Mr Malosse has called for the president of the European Commission, José Manuel Barroso, to ensure greater consistency among European policies, following the announcement that a penalty will be imposed on the Société Nationale Maritime Corse-Méditerranée (SNCM). He pointed out that a decision like this will affect not only a business, but also more than 1 400 direct employees and hundreds of indirect jobs and would further widen the gulf with the European public.
Given that the European Union has supported Corsica's development for many years and has helped it to build competitive business sectors*, ordering the repayment of public subsidies received to the tune of EUR 220 million would hit Corsican SMEs hard, at a time when they are already facing serious problems.

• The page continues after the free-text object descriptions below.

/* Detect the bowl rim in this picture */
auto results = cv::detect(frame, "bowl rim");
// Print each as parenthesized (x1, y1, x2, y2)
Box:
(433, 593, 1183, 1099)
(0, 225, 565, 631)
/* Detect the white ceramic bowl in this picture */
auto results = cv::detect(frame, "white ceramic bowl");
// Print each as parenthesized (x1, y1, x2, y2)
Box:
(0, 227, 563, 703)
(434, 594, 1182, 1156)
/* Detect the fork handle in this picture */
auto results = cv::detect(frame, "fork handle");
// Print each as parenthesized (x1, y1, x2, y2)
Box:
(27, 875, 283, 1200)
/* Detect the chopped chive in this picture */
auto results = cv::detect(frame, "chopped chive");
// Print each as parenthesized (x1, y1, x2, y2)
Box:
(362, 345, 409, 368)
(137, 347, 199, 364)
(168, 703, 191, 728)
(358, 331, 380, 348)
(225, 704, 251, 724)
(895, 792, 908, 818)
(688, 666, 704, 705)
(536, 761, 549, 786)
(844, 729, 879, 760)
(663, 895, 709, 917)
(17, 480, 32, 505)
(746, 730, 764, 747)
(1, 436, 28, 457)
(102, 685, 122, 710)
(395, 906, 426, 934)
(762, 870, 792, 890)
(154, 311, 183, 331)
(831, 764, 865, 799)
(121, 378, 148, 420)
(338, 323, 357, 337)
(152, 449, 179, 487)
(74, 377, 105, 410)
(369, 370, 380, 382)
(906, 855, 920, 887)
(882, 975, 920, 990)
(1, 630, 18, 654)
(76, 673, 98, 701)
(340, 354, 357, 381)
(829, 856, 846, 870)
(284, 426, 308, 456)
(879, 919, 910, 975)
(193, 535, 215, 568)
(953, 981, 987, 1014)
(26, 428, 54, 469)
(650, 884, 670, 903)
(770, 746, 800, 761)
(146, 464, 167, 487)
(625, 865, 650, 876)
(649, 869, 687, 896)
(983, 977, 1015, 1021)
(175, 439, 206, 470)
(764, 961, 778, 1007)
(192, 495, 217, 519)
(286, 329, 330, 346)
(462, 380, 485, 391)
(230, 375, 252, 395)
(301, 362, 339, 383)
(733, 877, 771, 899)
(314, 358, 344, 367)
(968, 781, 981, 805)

In addition to the economic aspect, the EESC president also questioned the European Commission president, whom he met today, on the inconsistency of some of the stances adopted by the Commission. He felt that they reveal the fundamental tensions between the different directorates.
Where regional policy is concerned, the Commission supports the policy of promoting tourism in Corsica, formerly an Objective 1 region, and authorises subsidies for air and maritime transport to ensure links with the mainland. Under competition policy, however, the Commission is now penalising France for something that it authorises itself, i.e. subsidising the transport of tourists by boat to the "Beautiful Island", potentially creating a new monopoly.
As a representative of civil society, I call for greater consistency among European policies, and this is the point I made to Mr Barroso today.
Henri Malosse, President of the EESC.
It is also the first time the two European presidents meet since the beginning of the term of Henri Malosse. This exchange was the occasion of a new appointment for June, during which the Commission will be presented the issues, on which civil society expects priority actions from the European Union.